Obwohl S. aureus – ebenso wie einige seiner Kommensalen – Biotin auch selbst produzieren kann, ist diese Synthese sehr energieaufwendig. Zudem gehen durch Prozesse an der Zellmembran stetig gewisse Mengen des Vitamins unfreiwillig wieder verloren. Aus diesem Grund verfügen „Alle untersuchten nasalen Bakterienstämme über sehr effektive molekulare Mechanismen für die Aufnahme des Vitamins“, was angesichts der Konkurrenz um diese wichtige Substanz einen entscheidenden Faktor darstellt.

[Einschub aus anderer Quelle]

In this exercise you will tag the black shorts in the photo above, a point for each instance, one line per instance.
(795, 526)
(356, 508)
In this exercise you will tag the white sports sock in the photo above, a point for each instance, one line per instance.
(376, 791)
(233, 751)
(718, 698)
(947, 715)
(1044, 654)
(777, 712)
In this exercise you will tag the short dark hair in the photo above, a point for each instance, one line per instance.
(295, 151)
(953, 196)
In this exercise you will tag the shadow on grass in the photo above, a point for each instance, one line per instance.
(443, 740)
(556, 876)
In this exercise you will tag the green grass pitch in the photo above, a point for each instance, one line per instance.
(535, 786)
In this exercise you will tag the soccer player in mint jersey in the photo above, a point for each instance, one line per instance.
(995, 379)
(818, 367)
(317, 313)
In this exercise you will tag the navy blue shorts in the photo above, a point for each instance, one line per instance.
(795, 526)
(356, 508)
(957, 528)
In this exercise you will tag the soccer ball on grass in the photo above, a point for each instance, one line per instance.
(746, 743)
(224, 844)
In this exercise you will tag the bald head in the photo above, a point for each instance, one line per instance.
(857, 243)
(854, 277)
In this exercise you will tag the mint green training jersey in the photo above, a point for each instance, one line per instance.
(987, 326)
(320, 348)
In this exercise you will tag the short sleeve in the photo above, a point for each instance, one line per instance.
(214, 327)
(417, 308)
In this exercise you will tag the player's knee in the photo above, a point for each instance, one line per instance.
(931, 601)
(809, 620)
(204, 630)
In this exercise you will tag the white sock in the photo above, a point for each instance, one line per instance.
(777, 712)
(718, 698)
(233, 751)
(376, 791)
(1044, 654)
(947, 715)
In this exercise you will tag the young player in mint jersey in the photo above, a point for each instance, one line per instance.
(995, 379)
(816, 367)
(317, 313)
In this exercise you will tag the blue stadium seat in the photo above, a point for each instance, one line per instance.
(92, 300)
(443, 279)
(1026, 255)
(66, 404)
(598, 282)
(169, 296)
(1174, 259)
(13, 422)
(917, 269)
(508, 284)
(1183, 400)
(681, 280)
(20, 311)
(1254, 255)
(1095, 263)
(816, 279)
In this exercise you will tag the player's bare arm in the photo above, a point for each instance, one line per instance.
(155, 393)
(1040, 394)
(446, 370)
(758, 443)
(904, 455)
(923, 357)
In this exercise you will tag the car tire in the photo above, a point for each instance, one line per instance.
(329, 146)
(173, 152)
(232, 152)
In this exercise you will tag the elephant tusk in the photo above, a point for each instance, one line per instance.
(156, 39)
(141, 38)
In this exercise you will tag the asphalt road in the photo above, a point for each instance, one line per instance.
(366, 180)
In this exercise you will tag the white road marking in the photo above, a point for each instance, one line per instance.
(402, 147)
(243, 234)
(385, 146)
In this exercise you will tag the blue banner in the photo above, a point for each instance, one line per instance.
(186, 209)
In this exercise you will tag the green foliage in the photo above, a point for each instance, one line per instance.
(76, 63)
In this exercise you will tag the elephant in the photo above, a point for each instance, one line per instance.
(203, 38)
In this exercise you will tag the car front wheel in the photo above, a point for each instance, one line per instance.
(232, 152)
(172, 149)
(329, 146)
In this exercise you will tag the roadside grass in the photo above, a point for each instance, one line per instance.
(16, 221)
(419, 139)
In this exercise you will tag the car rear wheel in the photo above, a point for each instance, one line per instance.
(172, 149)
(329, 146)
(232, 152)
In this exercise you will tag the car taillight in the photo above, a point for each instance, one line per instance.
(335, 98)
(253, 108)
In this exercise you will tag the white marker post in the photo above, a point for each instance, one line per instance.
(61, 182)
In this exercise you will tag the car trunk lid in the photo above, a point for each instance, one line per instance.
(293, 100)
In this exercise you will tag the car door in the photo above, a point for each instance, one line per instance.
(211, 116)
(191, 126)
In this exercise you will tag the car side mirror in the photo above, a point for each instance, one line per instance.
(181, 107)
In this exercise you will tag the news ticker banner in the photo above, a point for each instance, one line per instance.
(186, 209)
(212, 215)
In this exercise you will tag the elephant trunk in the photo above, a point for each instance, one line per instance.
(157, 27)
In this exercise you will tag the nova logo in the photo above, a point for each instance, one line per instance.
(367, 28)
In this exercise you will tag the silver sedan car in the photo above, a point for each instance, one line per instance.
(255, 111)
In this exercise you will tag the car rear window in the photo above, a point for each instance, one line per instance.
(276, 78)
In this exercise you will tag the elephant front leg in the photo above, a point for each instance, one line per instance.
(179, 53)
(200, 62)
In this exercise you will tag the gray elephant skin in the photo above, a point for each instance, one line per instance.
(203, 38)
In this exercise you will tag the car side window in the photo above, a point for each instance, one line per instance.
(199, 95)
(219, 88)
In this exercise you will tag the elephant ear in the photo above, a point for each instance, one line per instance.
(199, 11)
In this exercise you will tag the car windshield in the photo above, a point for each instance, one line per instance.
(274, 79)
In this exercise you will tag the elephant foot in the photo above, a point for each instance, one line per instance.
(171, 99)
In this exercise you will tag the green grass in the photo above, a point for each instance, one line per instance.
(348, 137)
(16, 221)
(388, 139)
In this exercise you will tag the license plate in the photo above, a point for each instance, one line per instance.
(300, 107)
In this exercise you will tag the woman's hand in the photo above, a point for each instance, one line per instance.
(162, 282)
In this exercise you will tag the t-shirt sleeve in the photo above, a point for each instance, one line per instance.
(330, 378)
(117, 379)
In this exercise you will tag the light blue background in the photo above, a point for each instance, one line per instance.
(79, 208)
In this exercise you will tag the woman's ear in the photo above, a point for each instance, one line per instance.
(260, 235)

Erschwerend kommt hinzu, dass manche Bakterien, insbesondere Koagulase-negative Staphylokokken, stark auf Nachbarn angewiesen sind, die Biotin herstellen können, da ihnen selbst diese Fähigkeit gänzlich fehlt. Sie zehren somit von der Produktion anderer und beeinflussen dadurch die insgesamt verfügbare Biotinmenge im Lebensraum Nase. Auf diese Weise bleibt das Vitamin Mangelware und somit ein limitierender Faktor für das Wachstum der Keime.

Angriffspunkt gegen multiresistente Keime

„Wir konnten zeigen, dass Biotin die Wechselbeziehungen zwischen den Arten des menschlichen Nasenmikrobioms stark beeinflusst und sowohl für Konkurrenz als auch für gegenseitige Abhängigkeiten sorgt“, so Heilbronner. „Trotz seiner Fähigkeit, selbst Biotin zu produzieren, ist S. aureus darauf angewiesen, zusätzlich Biotin aus der Umwelt aufzunehmen, um optimal wachsen zu können.“

Das könnte ein möglicher Ansatzpunkt bei der Bekämpfung multiresistenter Keime sein: „Man könnte gezielt Probiotika bestehend aus Kommensalen entwickeln, die S. aureus nicht mit Biotin versorgen, sondern ihm Konkurrenz machen. Und neue Wirkstoffe nutzen, die die Synthese oder Aufnahme von Biotin blockieren. Damit sollte sich S. aureus aus der Nase vertreiben lassen.“

Quelle

Ludwig-Maximilians-Universität München (11/2025)

Publikation

Kevser Bilici, David Gerlach, Laura Camus & Simon Heilbronner: Competitive fitness of Staphylococcus aureus against nasal commensals depends on biosynthesis and acquisition of biotin. The ISME Journal 2025.